Naast het eerder besproken herbekijken van onze omgang met natuur willen degrowthers dus ook sleutelen aan onze sociale structuren, significante veranderingen aanbrengen aan de manier waarop wij met elkaar omgaan en zelfs ons ertoe aanzetten onze eigen drijfveren te herbekijken. Degrowthers achten de samenleving niet alleen maakbaar, ze nemen ook zonder aarzeling de rol van architect op die plannen uitschrijft over hoe de ideale samenleving eruit ziet.

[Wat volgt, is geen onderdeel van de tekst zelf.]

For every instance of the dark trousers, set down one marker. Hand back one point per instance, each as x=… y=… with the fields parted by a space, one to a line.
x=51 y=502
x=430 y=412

Op het eerste gezicht klinkt dat alles zo gek nog niet. Iedereen is het toch eens dat innerlijke drijfveren en sociale interacties beter vrij zijn van verschillende vormen van intolerantie, vereenzaming en eigengerichtheid? Echter is het een illusie dat je binnen een samenleving zomaar alle innerlijke en sociale attitudes kan hertekenen. Die attitudes komen juist voort uit een complex proces van trial en error dat per definitie onvolmaakt is. Dat proces heeft een open einde, beïnvloed door de particuliere omstandigheden van ieder individu. Niemand heeft de autoriteit om top-down gedetailleerd op te leggen welke innerlijke drijfveren en sociale attitudes de juiste zijn.

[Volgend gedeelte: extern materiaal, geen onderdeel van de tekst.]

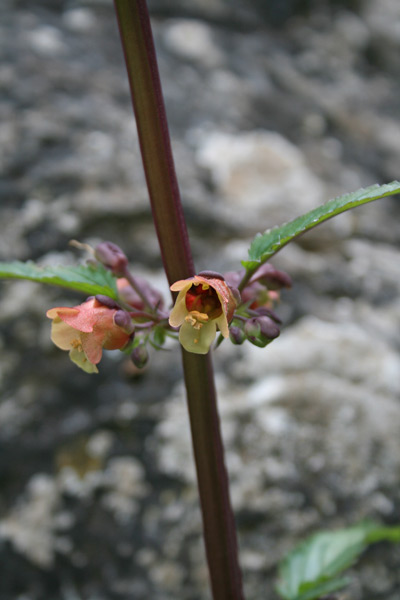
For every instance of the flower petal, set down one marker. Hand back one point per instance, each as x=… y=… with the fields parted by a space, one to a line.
x=197 y=341
x=222 y=323
x=81 y=360
x=182 y=284
x=92 y=344
x=62 y=335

Daarbij aansluitend is het van belang dat beleidsmakers de samenleving ruimte laten om sociale structuren tot stand te laten komen die de uitkomsten van dat proces kanaliseren. Zo komen pakweg competitie en groei in materiële welvaart niet tot stand door een centraal opgelegd imperatief over welke zaken we dienen na te streven. Competitie en groei van materiële welvaart zijn juist resultanten van de wensen, initiatieven en voorkeuren van vrije individuen. Beleidsmakers zijn met andere woorden niet de architecten van competitie of groei. Ze gaan louter niet in de weg staan. Indien beleidsmakers aan dergelijke structuren willen sleutelen door wél in de weg te staan, doen ze dat best heel doordacht, if at all.
Hoogmoed
Een veel terugkomend sterk argument van ecologisten voor klimaatmitigatie is dat we een onbedoelde ingreep uitvoeren op een complex systeem, waarvan we de gevolgen niet zomaar kunnen voorspellen. Mensen kunnen niet zomaar voor God spelen door alle effecten van ingrepen te voorspellen en in te plannen.

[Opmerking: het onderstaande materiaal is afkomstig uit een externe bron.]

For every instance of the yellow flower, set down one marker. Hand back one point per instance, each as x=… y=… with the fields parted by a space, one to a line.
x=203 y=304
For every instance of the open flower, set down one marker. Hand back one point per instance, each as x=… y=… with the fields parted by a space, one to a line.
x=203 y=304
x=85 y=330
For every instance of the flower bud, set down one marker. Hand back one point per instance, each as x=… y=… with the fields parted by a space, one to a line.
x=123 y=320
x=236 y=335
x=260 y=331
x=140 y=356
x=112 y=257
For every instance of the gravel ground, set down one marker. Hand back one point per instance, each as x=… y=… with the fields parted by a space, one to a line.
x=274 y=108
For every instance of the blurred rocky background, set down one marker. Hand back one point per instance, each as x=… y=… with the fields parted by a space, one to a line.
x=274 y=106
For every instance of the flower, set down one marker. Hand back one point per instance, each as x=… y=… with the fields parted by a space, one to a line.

Dat argument tegen de status quo gaat evenzeer op voor degrowth. Het experiment met ons klimaat dat de status quo onvoldoende tegenhoudt, is van dezelfde aard als de experimenten die degrowthers willen uitvoeren met onze hele samenleving. Als hoogmoedige architecten denken zij over de autoriteit te beschikken in iedereens naam fundamentele keuzes te maken. Keuzes die eerder betrekking hebben op het onderdrukken van fantoompijnen dan daadwerkelijke genezing van kinderziektes. Hoewel zo’n wensdenken doorgaans verbonden wordt met een utopie, zouden dergelijke fundamentele ingrepen de deur kunnen openzetten voor een ware dystopie.
Steven Vanden Bussche
De auteur is is voormalig covoorzitter Jong Groen Leuven en studeert European Studies aan NTI.